EUR/USD alza la testa dopo un minimo da 20 mesi. Focus sul mercato del lavoro Usa

Euro/dollaro in leggera ripresa dopo il brusco calo di ieri, nel giorno della Bce. Torna il livello sopra quota 1,1210. Alle 14:30 il dato sui non-farm payrolls e l'occupazione Usa. Yen forte sui timori di rallentamento.

Fonte: Bloomberg

Cambio euro/dollaro sui minimi da fine giugno 2017, al di sotto del livello a 1,12. Alla base del brusco calo della coppia valutaria (passata ieri a quotare da 1,1320 a 1,1180 in otto ore) le vendite sulla moneta unica, dopo che la Banca centrale europea ha tagliato le proprie previsioni circa crescita ed inflazione dell’Eurozona nel 2019.

L’istituto di Francoforte ha rivisto a ribasso ambo le voci per il prossimo triennio: da attese preliminari, il Pil dell’area euro crescerà nel 2019 dell’1,1% (da 1,7%), nel 2020 dell’1,6% (da 1,7%) e nel 2021 dell’1,5% (da 1,5%); l’inflazione, che tenderà a calare al termine della seconda metà dell’anno, si attesterà invece all’1,2% nel 2019 (da 1,6%), all’1,5% nel 2020 (da 1,7%), all’1,6% nel 2021 (da 1,8%).

Ad incentivare l’alleggerimento sull’euro è stato inoltre l’annuncio da parte del governatore, Mario Draghi, di un nuovo piano Tltro, con l’obiettivo di accrescere la liquidità a diposizione delle banche, incentivando queste a concedere a propria volta nuovi crediti ad imprese e famiglie. Il target resta quindi il sostegno all’economia reale.
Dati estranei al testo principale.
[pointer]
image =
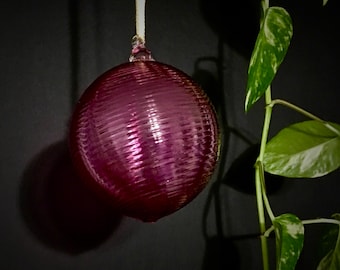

Se da un lato gli operatori non si aspettavano un annuncio già così netto da parte della Bce nel meeting di marzo (forse più probabile in aprile) la notizia ha però richiamato l'attenzione circa la mancanza di progressi all’interno dell’Eurozona, specie a proposito della disomogeneità della regione.

Cambio EUR/USD

EURUSD1-Giornaliero

 

Dopo il crollo di giovedì in area 1,1180 (al minimo da quasi due anni), il cambio EUR/USD ha aperto la giornata di venerdì in tendenziale rialzo, tornando a testare quota 1,1220.

L’euro è riuscito a performare peggio anche della sterlina, nonostante la raffica di titoli negativi legati alla Brexit, che generalmente tendono ad incidere più sulla sterlina inglese che sulla moneta unica.

Le previsioni della Bce, unite al recente taglio delle stime di crescita da parte dell’Ocse, hanno convalidato i timori di un mercato in fase di rallentamento economico globale, rafforzati nella notte dai dati rivelati dalla Cina, col tonfo dell’export di febbraio (-20,7%). La crescente percezione del rischio sui mercati ha portato ad un importante rialzo del dollaro americano, col dollar index tornato a testare i massimi di periodo sopra la soglia dei 97.

Tra le valute più apprezzate, lo yen giapponese, storicamente valuta rifugio. La coppia USD/JPY giunta ad inizio mese a quota 112, è tornata nelle scorse sedute a ridimensionarsi in area 111, sospinta oggi anche da un dato sul pil nipponico superiore alle attese del +0,10% sia a livello trimestrale che annuale (rispettivamente a +0,5% e +1,9%).

L’attenzione di mercato si concentra ora sui dati che gli Stati Uniti rilasceranno nel pomeriggio relativi al mercato del lavoro. Dopo un aggiornamento sotto le stime sui nuovi posti di lavoro creati dal settore privato non agricolo (con 183 mila nuovi posti, contro stime a 189 mila), oggi pomeriggio, ore 14:30 italiane, sarà la volta di tasso di disoccupazione e non-farm payrolls, nonché del rapporto mensile sugli stipendi percepiti dai salariati americani.

Per il mese di febbraio la rilevazione sui nuovi posti di lavoro creati nel settore non agricolo (nfp) si fissa a 181 mila, in calo rispetto ai 304 mila di gennaio. Leggera revisione si attende invece sul tasso di disoccupazione, giù a 3,9% contro un precedente +4%. Salgono invece le previsioni per il salario orario medio, che a febbraio potrebbe registrare un incremento dello 0,3% contro un precedente +0,1%. L’incremento salariale è visto con positività dalla banca centrale americana perché primo motore alla base dell’eventuale incremento degli acquisti e, dunque, dei prezzi.